Con su ópera prima, el iraní Jafar Panahi demostraba que no hacen falta grandes despliegues ni un presupuesto multimillonario para realizar una buena película. De hecho, El globo blanco (1995) transcurre en tiempo real porque la historia que cuenta no precisa de mayores artificios narrativos. En ese aspecto, los elementos que componen la trama resultan de extrema sencillez: una niña que, en la víspera de año nuevo, ansía un pececito y que no para hasta que convence a su madre para que le dé el dinero; las peripecias que vive durante el trayecto hacia la tienda; la perspicacia de la cría y de su hermano para recuperar el billete de 500 tomanes que se ha caído al fondo de un sótano...

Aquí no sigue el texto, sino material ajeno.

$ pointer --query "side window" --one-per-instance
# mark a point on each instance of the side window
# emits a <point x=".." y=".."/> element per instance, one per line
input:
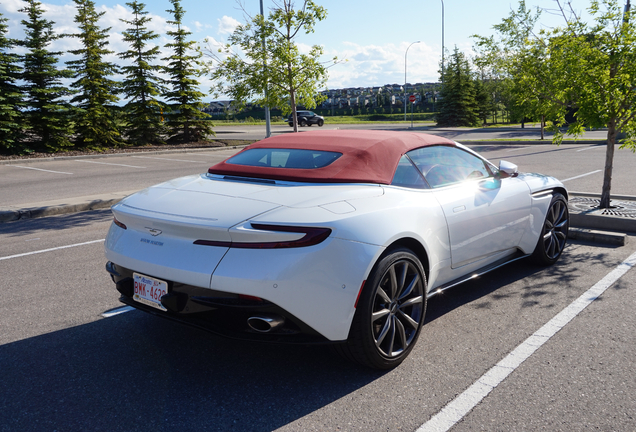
<point x="444" y="165"/>
<point x="407" y="175"/>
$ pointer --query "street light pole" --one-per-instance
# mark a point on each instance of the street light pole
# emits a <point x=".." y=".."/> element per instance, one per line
<point x="442" y="43"/>
<point x="407" y="51"/>
<point x="268" y="128"/>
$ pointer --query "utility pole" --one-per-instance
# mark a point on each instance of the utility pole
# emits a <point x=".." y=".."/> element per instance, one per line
<point x="268" y="127"/>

Salta a la vista que el guion de Abbas Kiarostami, maestro y mentor de Panahi en sus inicios como cineasta, bebe de la estructura clásica de los cuentos. De ahí que los avatares de la pequeña Razieh (Aida Mohammadkhani) recuerden a los del cuento de la lechera o a la de tantísimos relatos tradicionales con moraleja. Que aquí giraría en torno a temas como la perseverancia o la astucia, pero también la relatividad de la fortuna, puesto que al fin y al cabo es el muchacho afgano quien, después de contribuir al éxito de la "empresa", se queda sólo, congelado en el plano final de una cinta que toma como título el humilde modus vivendi de alguien que es aún más pobre que la pareja protagonista.

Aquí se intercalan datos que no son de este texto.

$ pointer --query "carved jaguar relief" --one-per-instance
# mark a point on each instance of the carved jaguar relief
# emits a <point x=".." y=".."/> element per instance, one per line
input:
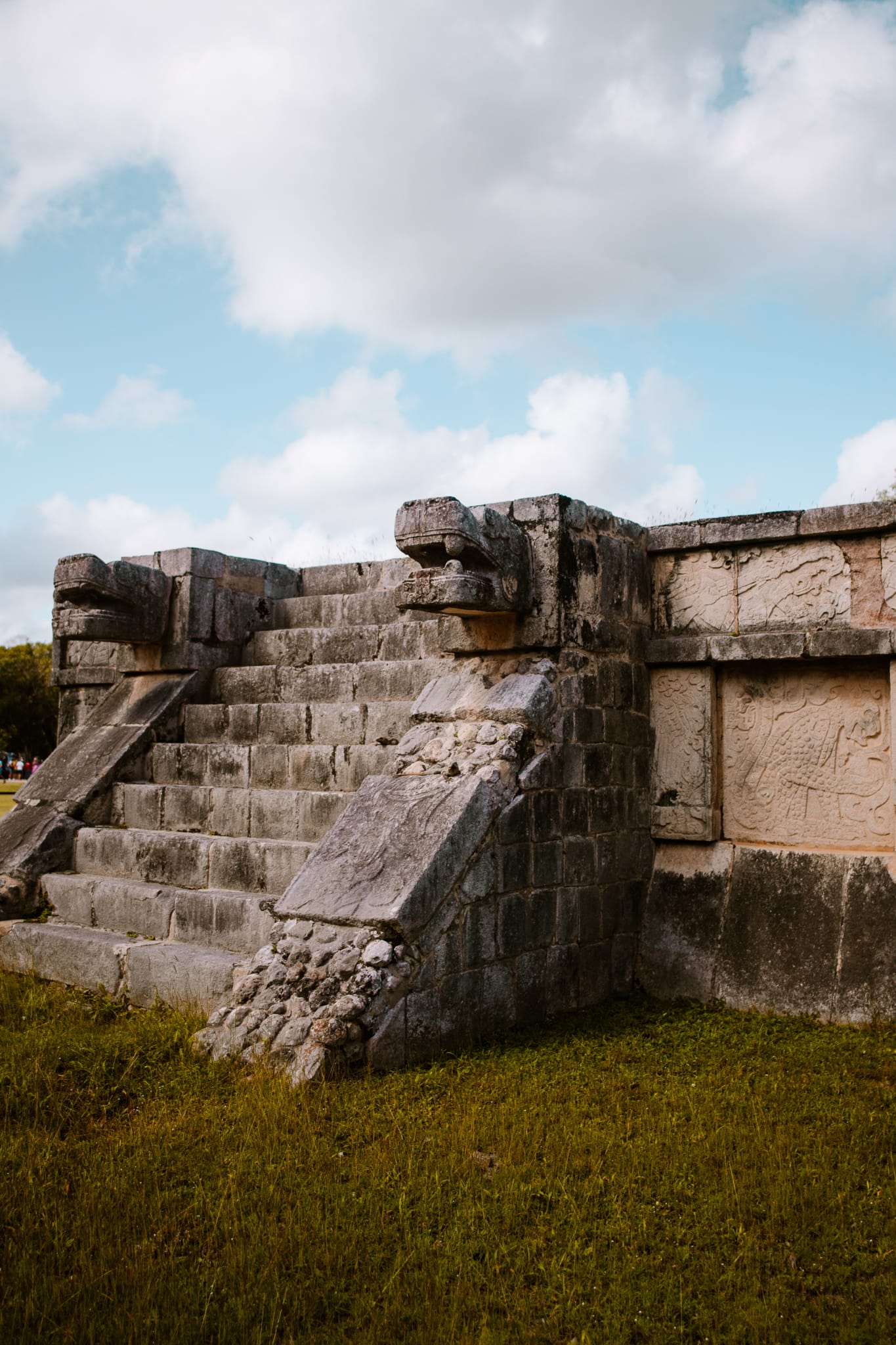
<point x="806" y="758"/>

Por otra parte, la relevancia que adquiere la mirada infantil en esta película responde a una argucia bastante habitual en la cinematografía iraní cuyo origen no es otro sino evitar la estricta censura del régimen teocrático de los ayatolás. En efecto, cuando los protagonistas son niños no sólo parece más fácil ganarse el favor del jurado en los certámenes internacionales (El globo blanco resultó doblemente premiada en Cannes, por ejemplo), sino que también hay menos probabilidades de que las autoridades de la República Islámica prohíban el filme. Tanto es así que, a día de hoy, ésta sigue siendo la única producción de Panahi que puede verse en su país.

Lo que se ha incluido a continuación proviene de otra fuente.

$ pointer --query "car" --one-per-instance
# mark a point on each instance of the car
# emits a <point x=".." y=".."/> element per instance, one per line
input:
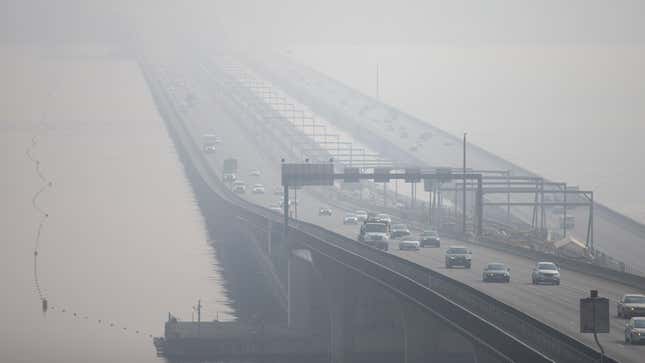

Hay, por último, otro aspecto a destacar de una película tan tierna como ésta. Y es la incómoda presencia, siempre fuera de campo, del padre de familia, la voz irritante del cual se escucha de fondo profiriendo una queja tras otra desde la ducha. Detalle que no es baladí, puesto que al exigir de malas maneras que le lleven el champú pone de manifiesto el carácter irascible de los hombres frente a la docilidad de la esposa y de los hijos. Circunstancia que se replica en la escena de la sastrería, el propietario de la cual también da muestras de un temperamento bastante adusto, e incluso en la picaresca de los derviches encantadores de serpientes, en lo que supone una crítica velada al autoritarismo y a la prepotencia de los varones en el seno de una sociedad estructuralmente machista.